That's to do with drains not flooding from the Mersey


----------



## farmerbarleymow (Apr 28, 2015)

The39thStep said:


> That's to do with drains not flooding from the Mersey


Either way it's fine. There are so many Guardianistas in that area everyone uses sacks of muesli instead of sandbags to hold back any flooding.


----------



## The Boy (Apr 28, 2015)

The39thStep said:


> That's to do with drains not flooding from the Mersey



No, but your post only stated flooding.  I was being deliberately obtuse .


----------



## David Clapson (Apr 28, 2015)

If it was me I'd want to be near the centre for the cinemas, galleries, theatres, Chinatown, arty coffee bars, some great architecture....it's a pretty amazing city for that sort of stuff and it would  be great to live within walking distance of it. I've lived in Fallowfield and Didsbury and they're very pleasant with good pubs and places to eat...but that's pretty much all they have to offer IMO.


----------



## Throbbing Angel (Apr 28, 2015)

David Clapson said:


> If it was me I'd want to be near the centre for the cinemas, galleries, theatres, Chinatown, arty coffee bars, some great architecture....it's a pretty amazing city for that sort of stuff and it would  be great to live within walking distance of it. I've lived in Fallowfield and Didsbury and they're very pleasant with good pubs and places to eat...but that's pretty much all they have to offer IMO.
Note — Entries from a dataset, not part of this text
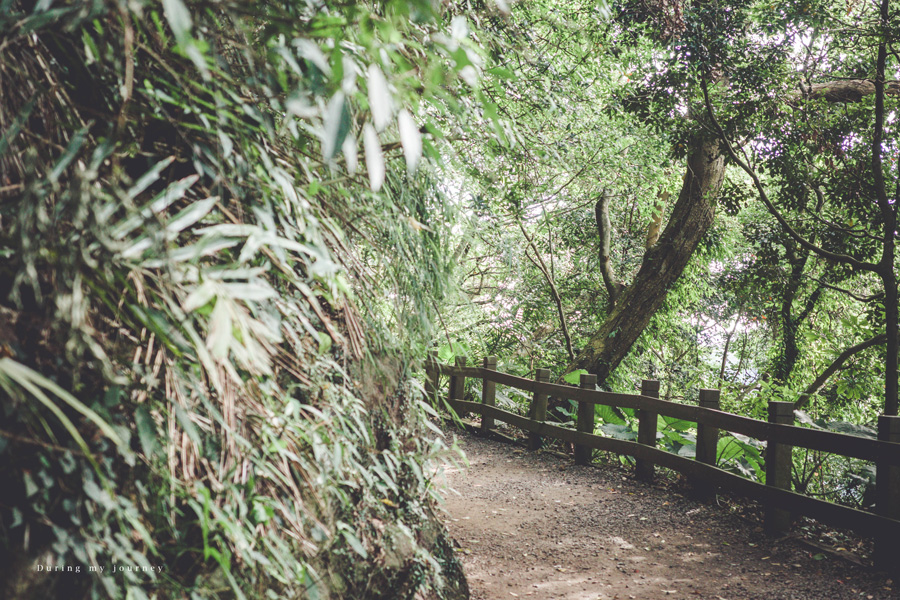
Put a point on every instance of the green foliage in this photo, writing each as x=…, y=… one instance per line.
x=210, y=319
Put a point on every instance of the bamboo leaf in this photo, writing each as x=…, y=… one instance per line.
x=374, y=157
x=411, y=140
x=379, y=98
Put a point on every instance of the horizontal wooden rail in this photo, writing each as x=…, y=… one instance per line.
x=779, y=433
x=803, y=437
x=826, y=512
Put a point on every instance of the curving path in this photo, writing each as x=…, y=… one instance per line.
x=532, y=525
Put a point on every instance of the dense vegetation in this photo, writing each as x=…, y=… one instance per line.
x=232, y=230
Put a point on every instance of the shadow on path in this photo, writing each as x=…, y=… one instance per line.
x=532, y=525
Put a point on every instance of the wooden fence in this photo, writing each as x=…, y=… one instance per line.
x=779, y=433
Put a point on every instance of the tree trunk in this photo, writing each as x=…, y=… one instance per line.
x=663, y=264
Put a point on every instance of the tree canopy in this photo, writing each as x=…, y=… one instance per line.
x=232, y=231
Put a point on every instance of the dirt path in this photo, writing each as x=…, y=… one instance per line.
x=532, y=525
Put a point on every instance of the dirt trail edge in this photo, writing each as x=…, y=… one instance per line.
x=532, y=525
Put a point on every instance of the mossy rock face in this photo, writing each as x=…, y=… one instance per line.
x=456, y=587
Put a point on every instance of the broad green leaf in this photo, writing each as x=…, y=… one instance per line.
x=619, y=432
x=574, y=377
x=608, y=414
x=676, y=424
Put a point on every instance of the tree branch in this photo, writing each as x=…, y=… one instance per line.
x=554, y=292
x=835, y=366
x=844, y=258
x=604, y=227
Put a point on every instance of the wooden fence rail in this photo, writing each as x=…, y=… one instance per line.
x=779, y=433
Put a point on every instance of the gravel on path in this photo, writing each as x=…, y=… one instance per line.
x=533, y=525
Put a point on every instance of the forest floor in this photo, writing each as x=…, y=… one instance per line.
x=533, y=525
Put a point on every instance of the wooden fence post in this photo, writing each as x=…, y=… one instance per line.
x=488, y=394
x=432, y=377
x=538, y=410
x=647, y=426
x=707, y=444
x=778, y=467
x=458, y=386
x=585, y=422
x=887, y=498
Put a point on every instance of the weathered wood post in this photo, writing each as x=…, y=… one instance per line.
x=488, y=395
x=458, y=386
x=432, y=376
x=647, y=426
x=585, y=422
x=538, y=410
x=887, y=498
x=707, y=445
x=778, y=467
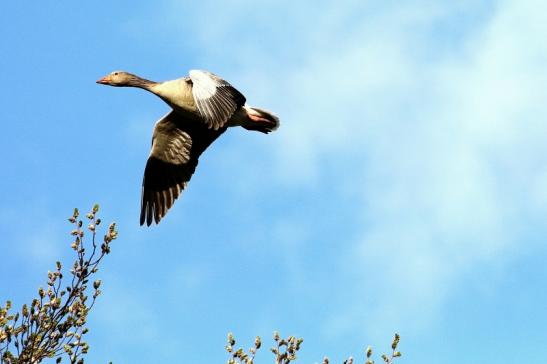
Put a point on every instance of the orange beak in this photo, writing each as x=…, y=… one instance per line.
x=104, y=81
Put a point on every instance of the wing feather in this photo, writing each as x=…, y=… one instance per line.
x=216, y=100
x=177, y=143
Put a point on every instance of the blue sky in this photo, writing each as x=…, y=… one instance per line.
x=405, y=191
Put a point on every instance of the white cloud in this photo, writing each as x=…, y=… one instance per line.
x=439, y=131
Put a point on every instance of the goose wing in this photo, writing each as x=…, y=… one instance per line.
x=177, y=143
x=215, y=98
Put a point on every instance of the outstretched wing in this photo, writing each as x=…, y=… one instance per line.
x=216, y=99
x=177, y=143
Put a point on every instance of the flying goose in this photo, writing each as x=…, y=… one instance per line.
x=203, y=107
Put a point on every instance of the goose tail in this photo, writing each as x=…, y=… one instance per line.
x=260, y=120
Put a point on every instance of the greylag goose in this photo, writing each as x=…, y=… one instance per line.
x=203, y=107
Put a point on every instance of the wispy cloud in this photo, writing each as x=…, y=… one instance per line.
x=437, y=131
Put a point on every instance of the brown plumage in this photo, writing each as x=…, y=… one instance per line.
x=203, y=107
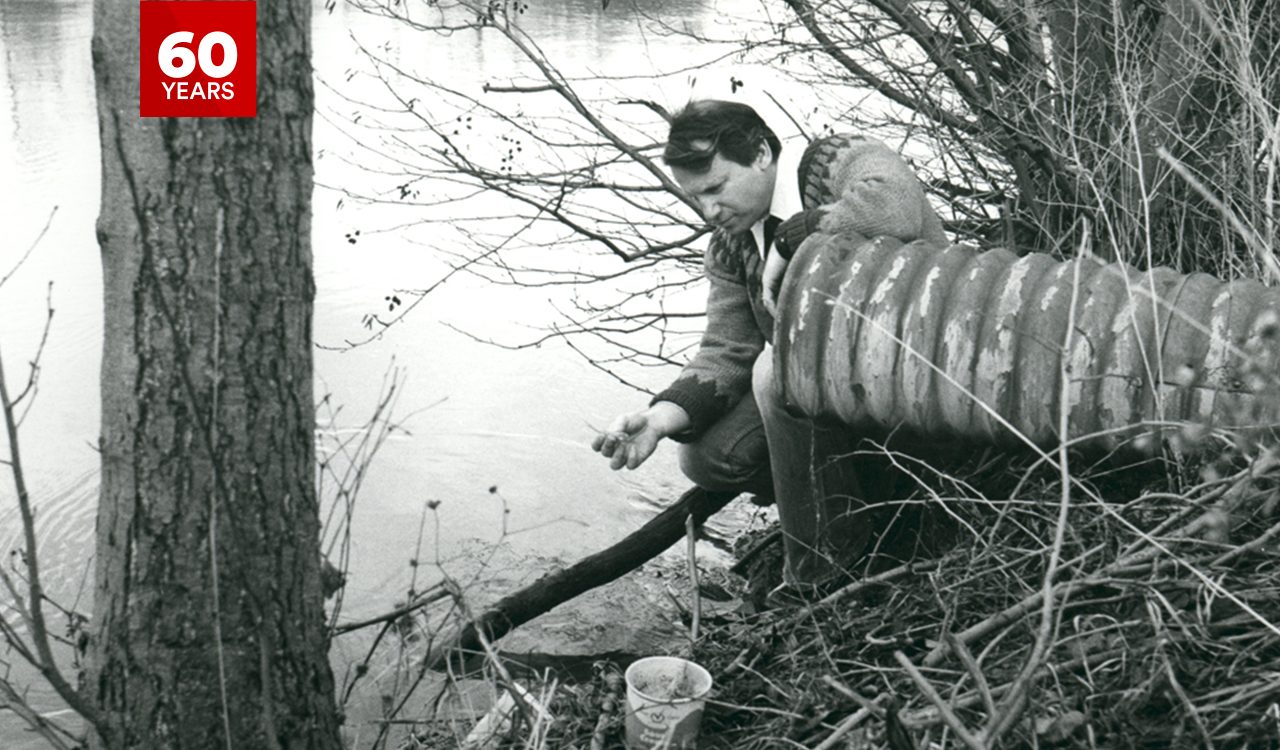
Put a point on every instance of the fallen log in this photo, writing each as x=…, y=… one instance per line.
x=556, y=588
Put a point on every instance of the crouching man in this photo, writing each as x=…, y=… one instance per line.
x=723, y=408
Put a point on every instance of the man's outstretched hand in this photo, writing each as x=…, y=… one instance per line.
x=632, y=438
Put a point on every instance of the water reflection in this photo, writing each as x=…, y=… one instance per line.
x=517, y=421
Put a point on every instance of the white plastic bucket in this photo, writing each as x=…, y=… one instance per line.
x=664, y=703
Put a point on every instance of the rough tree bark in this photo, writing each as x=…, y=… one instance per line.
x=208, y=616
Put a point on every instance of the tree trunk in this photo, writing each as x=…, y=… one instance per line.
x=208, y=616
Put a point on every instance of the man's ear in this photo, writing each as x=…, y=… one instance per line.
x=764, y=155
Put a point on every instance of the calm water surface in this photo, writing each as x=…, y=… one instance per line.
x=475, y=416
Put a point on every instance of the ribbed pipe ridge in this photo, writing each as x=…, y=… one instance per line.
x=949, y=343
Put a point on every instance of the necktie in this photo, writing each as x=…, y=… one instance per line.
x=771, y=227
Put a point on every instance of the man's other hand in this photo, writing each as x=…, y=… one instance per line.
x=632, y=438
x=771, y=280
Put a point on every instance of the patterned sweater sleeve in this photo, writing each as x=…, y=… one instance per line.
x=720, y=374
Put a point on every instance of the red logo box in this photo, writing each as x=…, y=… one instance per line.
x=197, y=59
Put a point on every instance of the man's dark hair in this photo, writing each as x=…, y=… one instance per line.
x=734, y=131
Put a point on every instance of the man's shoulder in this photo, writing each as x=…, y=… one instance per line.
x=816, y=174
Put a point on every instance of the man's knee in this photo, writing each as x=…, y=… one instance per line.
x=714, y=467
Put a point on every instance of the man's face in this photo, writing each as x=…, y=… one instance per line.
x=731, y=196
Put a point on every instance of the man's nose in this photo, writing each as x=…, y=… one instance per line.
x=711, y=210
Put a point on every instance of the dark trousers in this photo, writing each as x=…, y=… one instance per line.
x=809, y=470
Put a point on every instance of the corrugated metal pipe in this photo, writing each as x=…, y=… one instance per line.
x=950, y=343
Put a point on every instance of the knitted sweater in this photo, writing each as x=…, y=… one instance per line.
x=862, y=186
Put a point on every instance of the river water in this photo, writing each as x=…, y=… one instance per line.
x=499, y=438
Aye, that's one of the things I liked about living in the centre, you could just walk to stuff (or get those free metro buses which I think are still going).  Even living a small distance away makes it a 'trip' and therefore a pain (in my world).


----------



## farmerbarleymow (Apr 28, 2015)

Throbbing Angel said:


> Aye, that's one of the things I liked about living in the centre, you could just walk to stuff (or get those free metro buses which I think are still going).  Even living a small distance away makes it a 'trip' and therefore a pain (in my world).



The free lazy bus is still going strong - very handy when you can't be arsed.  

I often just go on an aimless wander round town on a weekend if I'm bored, which I wouldnt do if I had to travel in from the suburbs.


----------